DAG confirmationa and validation can be done using the airflow test capabiltiy. Optionally before executing the test, open a new Powershell session so we can watch changes to pods in the airflow namespace to see if new pods are created when we run the KubernetesPodOperator with kubectl get pods -n airflow --watch.

Similar to above PythonOperator DAG test, run a test of the test_kubernetes_operator workflow:

You should also see Pods created and executed in the –watch window:

The KubernetesPodOperator parameter is_delete_operator_pod=True can be set to determine if Pods should be deleted or maintained after successful execution. In some cases you may want to not delete the containers after execution to preserve logs and final execution state. If you set is_delete_operator_pod=False you can later delete all successfully completed Pods with kubectl delete pods -n airflow --field-selector=status.phase==Succeeded.

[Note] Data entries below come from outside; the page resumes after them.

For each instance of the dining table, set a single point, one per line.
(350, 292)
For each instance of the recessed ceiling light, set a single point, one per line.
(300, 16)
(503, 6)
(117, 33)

Removing Airflow deployment

Uninstalling the Airflow deployment can be done via:
helm uninstall airflow -n airflow

You can then delete the airflow namespace:
kubectl delete namespace airflow

Above commands do not delete the cluster role binding as I will leave this role binding for future instances where I launch future Airflow deployments.

Wrap-Up

This completes the setup for launching an Airflow deployment with both distributed and Kubernetes based task execution. For future projects I can clone the example repositories and change the git repository parameters to point to my DAG project files. I should then be able to quickly launch developement deployments as needed.